E AQUI volto atrás, ao tempo das auditorias em que fui agente activo (inclusivamente em várias que vim a fazer mais tarde, quando trabalhei por conta própria): é que uma das primeiras coisas que os auditores faziam era consultar o “Livro de Reclamações” e, obviamente, ver quais as “acções correctivas” tomadas no seu seguimento — sendo fácil de ver que, no caso de reclamações legítimas, recorrentes e graves, a empresa podia PERDER a tão preciosa QUALIFICAÇÃO.

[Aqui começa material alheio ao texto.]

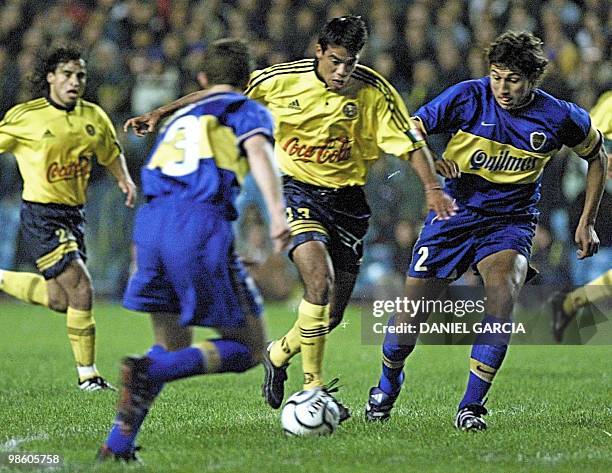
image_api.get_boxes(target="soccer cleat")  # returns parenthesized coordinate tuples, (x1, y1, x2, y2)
(78, 376, 116, 392)
(455, 404, 488, 431)
(365, 386, 398, 422)
(96, 444, 141, 463)
(117, 356, 157, 435)
(550, 291, 573, 343)
(322, 378, 351, 423)
(261, 341, 288, 409)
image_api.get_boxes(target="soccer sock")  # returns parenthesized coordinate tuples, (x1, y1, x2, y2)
(563, 270, 612, 316)
(459, 314, 511, 409)
(0, 270, 49, 307)
(145, 339, 253, 383)
(105, 345, 166, 454)
(298, 299, 330, 390)
(378, 317, 415, 396)
(270, 320, 301, 366)
(66, 307, 97, 379)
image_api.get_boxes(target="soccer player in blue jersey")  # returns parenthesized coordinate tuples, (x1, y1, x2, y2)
(365, 31, 608, 430)
(97, 39, 291, 461)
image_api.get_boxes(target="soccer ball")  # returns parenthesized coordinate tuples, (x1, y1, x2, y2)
(281, 389, 340, 436)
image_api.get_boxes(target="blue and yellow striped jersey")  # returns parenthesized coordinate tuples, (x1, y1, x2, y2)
(142, 91, 274, 219)
(245, 59, 425, 188)
(0, 98, 121, 205)
(414, 77, 600, 214)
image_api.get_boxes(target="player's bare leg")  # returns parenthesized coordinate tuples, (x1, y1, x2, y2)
(53, 260, 110, 389)
(329, 269, 358, 331)
(455, 249, 528, 431)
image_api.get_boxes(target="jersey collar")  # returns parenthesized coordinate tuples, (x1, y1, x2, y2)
(45, 94, 77, 112)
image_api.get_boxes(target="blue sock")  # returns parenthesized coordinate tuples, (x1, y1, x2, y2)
(106, 345, 167, 454)
(459, 314, 511, 409)
(210, 339, 253, 373)
(378, 317, 415, 396)
(146, 347, 206, 383)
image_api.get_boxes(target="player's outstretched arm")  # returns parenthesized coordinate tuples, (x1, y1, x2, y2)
(407, 147, 458, 220)
(123, 90, 210, 136)
(243, 135, 292, 253)
(574, 146, 607, 259)
(105, 154, 137, 208)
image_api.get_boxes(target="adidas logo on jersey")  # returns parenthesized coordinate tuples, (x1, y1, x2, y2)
(43, 129, 55, 138)
(288, 99, 301, 110)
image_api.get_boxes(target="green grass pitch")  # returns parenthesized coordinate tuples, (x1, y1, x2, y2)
(0, 301, 610, 472)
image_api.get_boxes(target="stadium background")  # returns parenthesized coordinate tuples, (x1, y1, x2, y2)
(0, 0, 610, 300)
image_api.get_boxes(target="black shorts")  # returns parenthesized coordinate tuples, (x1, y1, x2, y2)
(283, 176, 370, 274)
(20, 201, 87, 280)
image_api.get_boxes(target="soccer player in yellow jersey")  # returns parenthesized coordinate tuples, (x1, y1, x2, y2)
(0, 46, 136, 390)
(123, 16, 456, 418)
(551, 90, 612, 342)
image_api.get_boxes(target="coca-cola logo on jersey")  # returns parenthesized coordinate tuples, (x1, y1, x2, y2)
(47, 155, 92, 183)
(282, 136, 352, 163)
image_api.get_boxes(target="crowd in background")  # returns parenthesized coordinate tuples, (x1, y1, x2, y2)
(0, 0, 610, 299)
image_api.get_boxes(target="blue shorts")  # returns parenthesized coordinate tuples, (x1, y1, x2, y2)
(123, 198, 262, 328)
(408, 207, 537, 280)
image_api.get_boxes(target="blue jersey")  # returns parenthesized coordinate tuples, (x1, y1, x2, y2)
(141, 91, 274, 219)
(415, 77, 598, 214)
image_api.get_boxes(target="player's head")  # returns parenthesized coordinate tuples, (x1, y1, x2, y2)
(32, 46, 86, 108)
(197, 39, 253, 91)
(316, 15, 368, 91)
(486, 31, 548, 110)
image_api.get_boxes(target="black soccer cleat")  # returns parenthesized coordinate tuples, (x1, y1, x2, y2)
(455, 404, 488, 431)
(96, 444, 141, 463)
(117, 356, 157, 435)
(550, 290, 573, 343)
(365, 386, 398, 422)
(78, 376, 116, 392)
(261, 342, 289, 409)
(322, 377, 351, 423)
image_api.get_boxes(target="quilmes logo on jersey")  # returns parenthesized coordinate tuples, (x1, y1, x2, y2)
(47, 155, 92, 183)
(469, 149, 537, 172)
(282, 136, 352, 163)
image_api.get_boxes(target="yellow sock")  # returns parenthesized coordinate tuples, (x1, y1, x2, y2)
(563, 270, 612, 315)
(298, 299, 330, 390)
(67, 307, 97, 378)
(0, 270, 49, 307)
(270, 320, 301, 367)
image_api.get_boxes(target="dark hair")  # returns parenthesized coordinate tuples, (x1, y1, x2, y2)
(200, 39, 253, 90)
(487, 31, 548, 84)
(318, 15, 368, 56)
(30, 46, 84, 96)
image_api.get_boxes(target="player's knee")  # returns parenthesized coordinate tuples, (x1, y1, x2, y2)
(303, 274, 334, 305)
(47, 296, 68, 313)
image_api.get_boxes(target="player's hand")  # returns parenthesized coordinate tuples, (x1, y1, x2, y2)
(123, 111, 162, 137)
(425, 189, 457, 220)
(434, 159, 461, 178)
(119, 179, 137, 208)
(269, 216, 292, 253)
(574, 223, 599, 259)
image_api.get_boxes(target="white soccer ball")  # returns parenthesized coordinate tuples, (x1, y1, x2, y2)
(281, 389, 340, 436)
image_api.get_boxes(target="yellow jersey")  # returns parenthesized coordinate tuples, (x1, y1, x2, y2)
(590, 90, 612, 140)
(245, 59, 425, 188)
(0, 97, 122, 205)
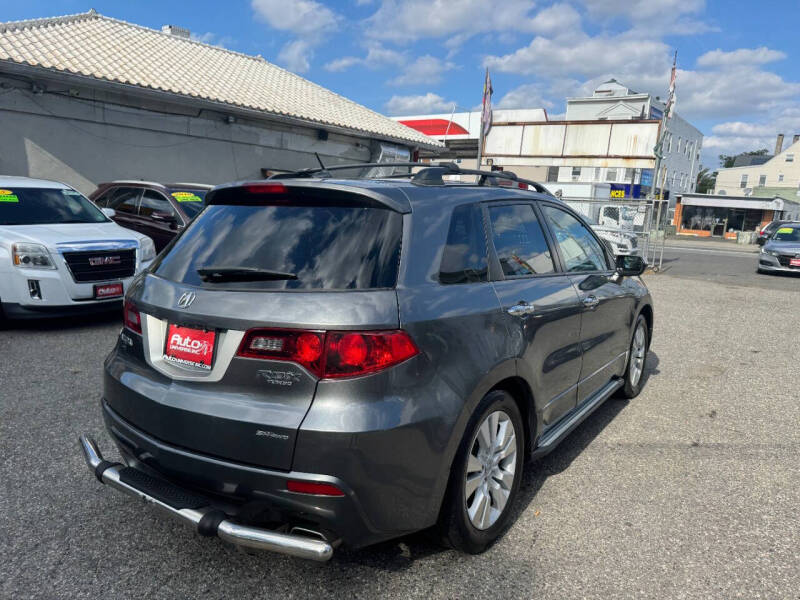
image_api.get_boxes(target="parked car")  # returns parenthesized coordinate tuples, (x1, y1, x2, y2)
(756, 220, 791, 246)
(79, 165, 653, 561)
(0, 176, 156, 320)
(90, 181, 212, 252)
(757, 222, 800, 273)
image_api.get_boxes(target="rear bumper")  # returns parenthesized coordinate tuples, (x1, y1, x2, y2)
(78, 434, 334, 561)
(99, 399, 393, 549)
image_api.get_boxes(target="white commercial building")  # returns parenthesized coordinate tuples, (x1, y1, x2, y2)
(396, 80, 703, 201)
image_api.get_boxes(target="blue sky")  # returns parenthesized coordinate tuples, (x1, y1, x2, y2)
(7, 1, 800, 168)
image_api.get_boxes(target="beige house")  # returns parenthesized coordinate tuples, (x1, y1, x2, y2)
(714, 138, 800, 195)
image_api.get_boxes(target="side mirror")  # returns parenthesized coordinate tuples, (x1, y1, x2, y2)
(756, 236, 767, 246)
(100, 207, 116, 219)
(616, 254, 646, 276)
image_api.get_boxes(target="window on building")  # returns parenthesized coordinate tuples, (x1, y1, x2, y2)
(778, 173, 784, 182)
(546, 166, 559, 182)
(758, 174, 767, 187)
(668, 135, 673, 153)
(624, 168, 635, 182)
(677, 137, 682, 153)
(606, 168, 618, 182)
(594, 167, 602, 181)
(740, 174, 748, 188)
(786, 153, 794, 162)
(571, 167, 581, 181)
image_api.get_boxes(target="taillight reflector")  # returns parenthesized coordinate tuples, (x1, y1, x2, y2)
(236, 329, 419, 379)
(287, 480, 345, 497)
(123, 299, 141, 334)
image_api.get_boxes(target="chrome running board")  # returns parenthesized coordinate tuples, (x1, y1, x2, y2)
(533, 379, 624, 457)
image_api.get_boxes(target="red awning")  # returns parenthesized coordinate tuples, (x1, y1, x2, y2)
(398, 118, 470, 136)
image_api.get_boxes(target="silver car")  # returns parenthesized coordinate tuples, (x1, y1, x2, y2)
(758, 222, 800, 274)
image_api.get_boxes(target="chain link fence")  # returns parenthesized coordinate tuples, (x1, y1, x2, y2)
(557, 195, 669, 271)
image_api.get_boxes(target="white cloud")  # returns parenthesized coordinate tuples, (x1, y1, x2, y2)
(324, 43, 406, 72)
(385, 92, 456, 115)
(696, 47, 787, 69)
(190, 32, 235, 48)
(529, 3, 582, 34)
(390, 55, 455, 86)
(364, 0, 541, 43)
(485, 34, 669, 79)
(278, 39, 315, 73)
(251, 0, 340, 72)
(578, 0, 704, 20)
(251, 0, 339, 35)
(496, 84, 554, 109)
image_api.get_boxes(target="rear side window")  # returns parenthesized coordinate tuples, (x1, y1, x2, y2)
(439, 203, 488, 284)
(488, 204, 555, 277)
(154, 203, 402, 290)
(169, 189, 207, 219)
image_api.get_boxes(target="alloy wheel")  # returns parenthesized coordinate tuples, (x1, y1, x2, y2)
(629, 323, 647, 387)
(464, 410, 517, 530)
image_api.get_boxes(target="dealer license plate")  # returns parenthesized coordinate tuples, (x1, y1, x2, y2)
(164, 324, 215, 370)
(94, 282, 123, 299)
(789, 258, 800, 267)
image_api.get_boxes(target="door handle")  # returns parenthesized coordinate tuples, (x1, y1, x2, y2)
(582, 295, 599, 310)
(507, 302, 536, 317)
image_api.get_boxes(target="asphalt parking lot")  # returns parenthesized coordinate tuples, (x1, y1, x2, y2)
(2, 250, 799, 599)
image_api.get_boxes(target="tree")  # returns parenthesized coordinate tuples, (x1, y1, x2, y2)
(718, 148, 769, 168)
(695, 167, 716, 194)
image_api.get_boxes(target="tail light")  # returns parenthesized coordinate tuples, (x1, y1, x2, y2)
(123, 299, 142, 334)
(244, 183, 287, 195)
(236, 329, 419, 379)
(238, 329, 325, 375)
(287, 480, 345, 497)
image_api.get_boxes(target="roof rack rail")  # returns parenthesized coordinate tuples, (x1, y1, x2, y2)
(267, 161, 553, 196)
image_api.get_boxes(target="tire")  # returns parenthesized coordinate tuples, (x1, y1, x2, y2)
(618, 314, 649, 399)
(436, 389, 525, 554)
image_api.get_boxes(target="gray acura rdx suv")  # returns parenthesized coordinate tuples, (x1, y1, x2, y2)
(79, 163, 653, 561)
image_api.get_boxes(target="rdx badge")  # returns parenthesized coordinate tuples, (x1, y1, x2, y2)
(257, 369, 301, 386)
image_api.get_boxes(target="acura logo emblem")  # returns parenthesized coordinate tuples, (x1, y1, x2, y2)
(177, 291, 196, 309)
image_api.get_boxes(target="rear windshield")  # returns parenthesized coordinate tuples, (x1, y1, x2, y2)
(0, 187, 107, 225)
(168, 189, 207, 219)
(153, 203, 402, 290)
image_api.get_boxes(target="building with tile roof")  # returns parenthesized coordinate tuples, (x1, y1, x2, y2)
(0, 10, 440, 193)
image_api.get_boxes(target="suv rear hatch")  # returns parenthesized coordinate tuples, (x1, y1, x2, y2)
(109, 181, 406, 472)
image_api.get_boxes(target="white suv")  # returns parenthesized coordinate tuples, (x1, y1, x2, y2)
(0, 176, 155, 320)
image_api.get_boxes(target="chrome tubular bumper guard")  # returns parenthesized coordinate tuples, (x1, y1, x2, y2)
(78, 435, 334, 562)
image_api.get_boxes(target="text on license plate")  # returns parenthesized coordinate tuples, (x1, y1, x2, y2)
(164, 324, 215, 370)
(790, 258, 800, 267)
(94, 282, 123, 298)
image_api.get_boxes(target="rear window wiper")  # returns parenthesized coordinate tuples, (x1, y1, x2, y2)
(197, 267, 298, 283)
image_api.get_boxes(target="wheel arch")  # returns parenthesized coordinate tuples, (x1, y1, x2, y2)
(488, 376, 536, 457)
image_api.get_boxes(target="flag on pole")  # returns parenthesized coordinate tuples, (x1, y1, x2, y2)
(665, 51, 677, 119)
(481, 68, 493, 137)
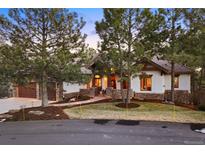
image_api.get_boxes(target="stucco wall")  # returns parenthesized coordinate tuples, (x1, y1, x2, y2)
(164, 74, 191, 92)
(131, 71, 165, 94)
(116, 75, 120, 90)
(63, 82, 86, 93)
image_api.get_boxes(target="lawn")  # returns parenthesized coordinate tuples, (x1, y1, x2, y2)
(63, 101, 205, 123)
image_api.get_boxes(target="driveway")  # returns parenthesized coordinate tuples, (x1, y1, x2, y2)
(0, 120, 204, 145)
(0, 97, 53, 114)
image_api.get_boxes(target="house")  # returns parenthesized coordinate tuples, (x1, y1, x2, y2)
(11, 67, 92, 101)
(11, 54, 192, 104)
(84, 55, 192, 103)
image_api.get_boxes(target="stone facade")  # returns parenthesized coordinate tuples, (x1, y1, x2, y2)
(79, 88, 96, 97)
(164, 90, 191, 104)
(64, 92, 79, 99)
(106, 88, 133, 100)
(134, 93, 164, 101)
(12, 85, 18, 97)
(64, 88, 96, 99)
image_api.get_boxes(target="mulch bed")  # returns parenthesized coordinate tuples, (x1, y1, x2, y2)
(175, 103, 197, 110)
(115, 103, 140, 109)
(5, 106, 69, 121)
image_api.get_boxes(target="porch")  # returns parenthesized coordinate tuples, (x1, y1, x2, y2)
(88, 74, 128, 94)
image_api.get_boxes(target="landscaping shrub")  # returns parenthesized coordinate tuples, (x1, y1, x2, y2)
(198, 104, 205, 111)
(77, 95, 91, 101)
(0, 82, 10, 98)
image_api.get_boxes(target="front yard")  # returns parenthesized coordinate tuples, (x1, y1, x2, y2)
(64, 101, 205, 123)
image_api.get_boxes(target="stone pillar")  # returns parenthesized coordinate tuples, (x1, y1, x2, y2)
(12, 84, 18, 97)
(15, 86, 18, 97)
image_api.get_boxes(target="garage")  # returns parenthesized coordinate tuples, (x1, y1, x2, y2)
(38, 82, 57, 101)
(17, 82, 57, 101)
(18, 82, 37, 98)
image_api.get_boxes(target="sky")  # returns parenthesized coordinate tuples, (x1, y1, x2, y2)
(0, 8, 104, 49)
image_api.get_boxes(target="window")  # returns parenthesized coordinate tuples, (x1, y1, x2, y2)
(140, 76, 152, 91)
(174, 76, 179, 88)
(108, 75, 116, 89)
(94, 75, 101, 87)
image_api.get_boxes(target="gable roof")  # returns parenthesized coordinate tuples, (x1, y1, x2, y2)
(88, 54, 192, 74)
(151, 56, 192, 74)
(87, 53, 102, 68)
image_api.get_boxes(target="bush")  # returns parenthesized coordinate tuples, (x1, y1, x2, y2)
(198, 104, 205, 111)
(0, 83, 10, 98)
(78, 95, 91, 101)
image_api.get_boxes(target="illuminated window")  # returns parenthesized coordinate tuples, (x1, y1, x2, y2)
(110, 68, 115, 73)
(103, 76, 108, 89)
(174, 76, 179, 88)
(94, 75, 101, 87)
(140, 76, 152, 91)
(95, 75, 100, 78)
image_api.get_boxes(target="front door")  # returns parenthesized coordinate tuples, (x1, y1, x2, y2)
(93, 75, 102, 95)
(108, 75, 116, 89)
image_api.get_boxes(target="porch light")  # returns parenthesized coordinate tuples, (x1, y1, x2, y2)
(110, 68, 115, 72)
(95, 75, 100, 78)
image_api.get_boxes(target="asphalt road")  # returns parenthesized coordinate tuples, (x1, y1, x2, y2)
(0, 119, 205, 145)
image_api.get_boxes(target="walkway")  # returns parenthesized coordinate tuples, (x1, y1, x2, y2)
(50, 96, 111, 107)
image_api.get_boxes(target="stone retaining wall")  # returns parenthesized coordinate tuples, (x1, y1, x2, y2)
(106, 88, 133, 99)
(79, 88, 95, 97)
(164, 90, 191, 104)
(64, 92, 79, 99)
(134, 93, 164, 101)
(64, 88, 96, 99)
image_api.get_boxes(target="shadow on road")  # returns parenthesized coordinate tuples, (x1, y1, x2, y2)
(94, 119, 112, 125)
(116, 120, 140, 126)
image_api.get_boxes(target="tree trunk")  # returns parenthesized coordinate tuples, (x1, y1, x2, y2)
(171, 60, 175, 103)
(199, 68, 203, 90)
(191, 73, 195, 94)
(42, 71, 48, 107)
(58, 81, 64, 101)
(120, 72, 126, 104)
(126, 74, 131, 104)
(126, 9, 132, 105)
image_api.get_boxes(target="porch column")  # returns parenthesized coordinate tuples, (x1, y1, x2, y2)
(107, 75, 112, 87)
(116, 75, 120, 89)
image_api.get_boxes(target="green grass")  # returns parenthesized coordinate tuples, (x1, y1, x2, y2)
(63, 101, 205, 123)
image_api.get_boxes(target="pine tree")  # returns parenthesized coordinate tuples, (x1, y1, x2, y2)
(0, 9, 87, 106)
(182, 9, 205, 89)
(96, 9, 164, 104)
(157, 9, 187, 103)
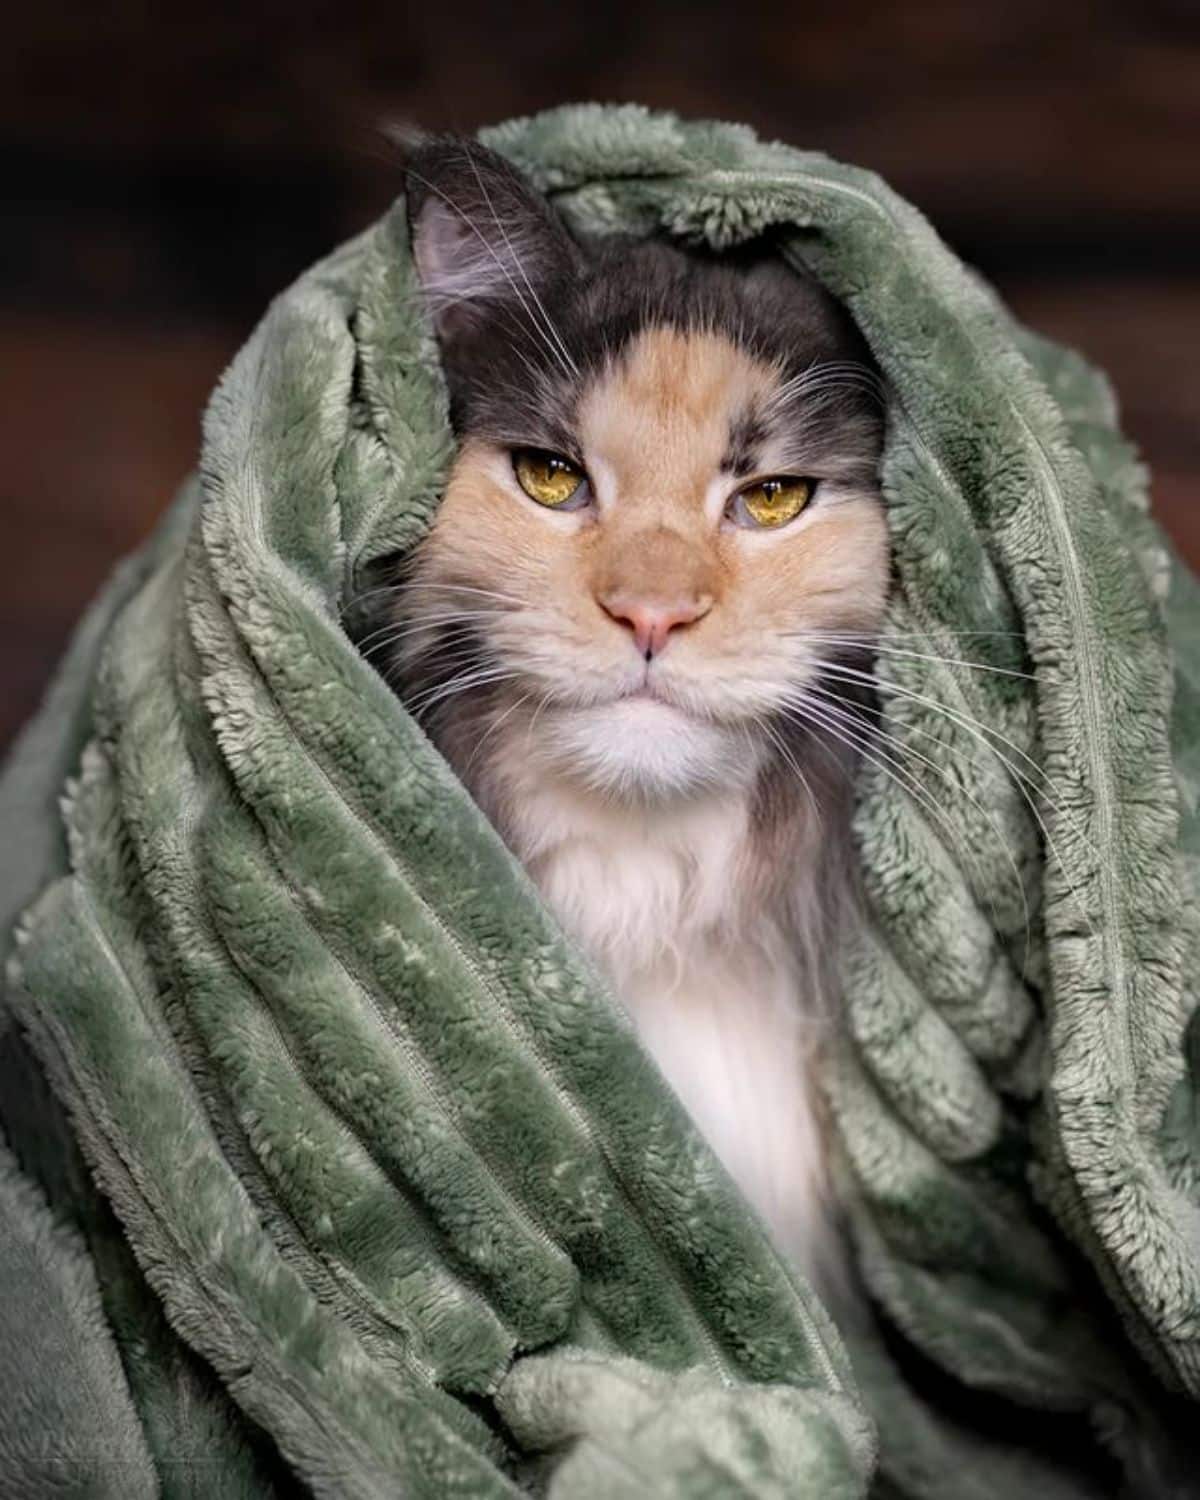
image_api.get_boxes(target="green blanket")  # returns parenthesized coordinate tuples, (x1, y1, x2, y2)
(3, 104, 1198, 1499)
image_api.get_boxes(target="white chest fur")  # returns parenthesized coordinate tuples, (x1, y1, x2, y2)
(489, 769, 837, 1285)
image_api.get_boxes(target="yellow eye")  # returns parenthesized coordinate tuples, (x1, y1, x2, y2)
(512, 449, 586, 508)
(735, 477, 814, 529)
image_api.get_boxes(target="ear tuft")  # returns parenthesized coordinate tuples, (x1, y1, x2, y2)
(405, 138, 580, 345)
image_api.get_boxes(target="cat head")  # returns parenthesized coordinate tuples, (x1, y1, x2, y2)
(394, 139, 888, 803)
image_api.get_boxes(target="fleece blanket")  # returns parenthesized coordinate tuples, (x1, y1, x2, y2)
(2, 104, 1199, 1499)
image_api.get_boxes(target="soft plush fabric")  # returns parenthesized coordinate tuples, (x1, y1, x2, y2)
(2, 104, 1198, 1498)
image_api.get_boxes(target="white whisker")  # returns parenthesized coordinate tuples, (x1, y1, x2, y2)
(796, 684, 1034, 956)
(760, 718, 824, 836)
(406, 665, 521, 718)
(462, 148, 581, 380)
(358, 607, 509, 656)
(811, 659, 1099, 934)
(798, 632, 1035, 681)
(407, 166, 576, 381)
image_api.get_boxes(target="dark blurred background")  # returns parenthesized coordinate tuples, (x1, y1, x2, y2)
(4, 2, 1198, 749)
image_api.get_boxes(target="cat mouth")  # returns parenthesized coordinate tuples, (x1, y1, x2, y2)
(616, 681, 684, 710)
(611, 680, 709, 723)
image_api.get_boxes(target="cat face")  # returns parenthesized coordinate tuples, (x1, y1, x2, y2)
(394, 141, 888, 802)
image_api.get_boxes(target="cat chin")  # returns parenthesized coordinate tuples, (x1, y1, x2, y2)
(535, 697, 753, 801)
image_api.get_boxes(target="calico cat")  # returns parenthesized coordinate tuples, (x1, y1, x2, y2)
(386, 138, 888, 1293)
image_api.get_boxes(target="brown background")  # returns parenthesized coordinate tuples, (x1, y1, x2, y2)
(4, 1, 1198, 749)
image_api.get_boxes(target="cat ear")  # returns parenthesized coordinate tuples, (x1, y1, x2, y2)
(405, 139, 580, 345)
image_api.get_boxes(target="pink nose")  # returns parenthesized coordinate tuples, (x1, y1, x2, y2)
(599, 592, 712, 658)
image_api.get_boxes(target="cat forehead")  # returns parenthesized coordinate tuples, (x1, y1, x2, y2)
(579, 327, 783, 484)
(437, 231, 878, 455)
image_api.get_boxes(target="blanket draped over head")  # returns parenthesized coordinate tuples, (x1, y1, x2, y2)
(2, 104, 1199, 1499)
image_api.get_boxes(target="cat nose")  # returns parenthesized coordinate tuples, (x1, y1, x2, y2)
(598, 592, 713, 659)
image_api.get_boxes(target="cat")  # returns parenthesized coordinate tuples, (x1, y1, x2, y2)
(384, 138, 888, 1295)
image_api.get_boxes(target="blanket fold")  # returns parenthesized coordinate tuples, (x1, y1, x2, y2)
(2, 103, 1198, 1498)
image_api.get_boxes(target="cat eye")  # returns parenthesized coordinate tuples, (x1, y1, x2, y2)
(512, 449, 588, 509)
(728, 476, 814, 530)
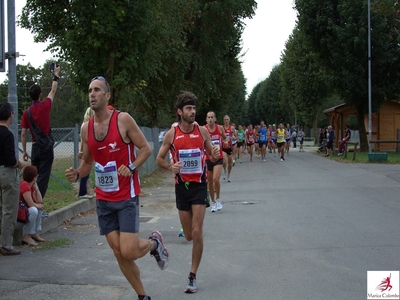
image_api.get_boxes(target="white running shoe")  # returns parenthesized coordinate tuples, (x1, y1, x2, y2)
(185, 276, 197, 293)
(232, 159, 235, 166)
(211, 202, 217, 212)
(216, 199, 223, 211)
(149, 231, 169, 270)
(227, 175, 231, 182)
(223, 170, 227, 180)
(280, 158, 283, 162)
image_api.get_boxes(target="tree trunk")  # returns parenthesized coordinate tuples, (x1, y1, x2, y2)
(313, 103, 318, 143)
(356, 106, 368, 152)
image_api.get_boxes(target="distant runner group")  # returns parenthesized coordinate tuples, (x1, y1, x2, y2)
(164, 111, 306, 218)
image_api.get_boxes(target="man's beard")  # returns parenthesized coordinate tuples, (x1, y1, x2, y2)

No caso que nos interessa, a pergunta óbvia é, portanto, perceber o que se passa com a Algar, tendo em conta as reclamações de que tem sido alvo, das quais as mais recentes são verdadeiramente graves, pois foram feitas PUBLICAMENTE PELAS AUTARQUIAS da região (que, por sinal, são seus accionistas minoritários). Sim, como é que ela consegue manter — apesar de tudo o que se viu, vê e sabe — as qualificações máximas que exibe, não só na sua página da internet (de onde esta imagem foi tirada), como nos próprios ecopontos? Será que houve mudança de critérios, do “meu tempo” para agora? Não se zanguem, meus caros, é que «Eu só queria entender...» — como dizia o saudoso Jô Soares.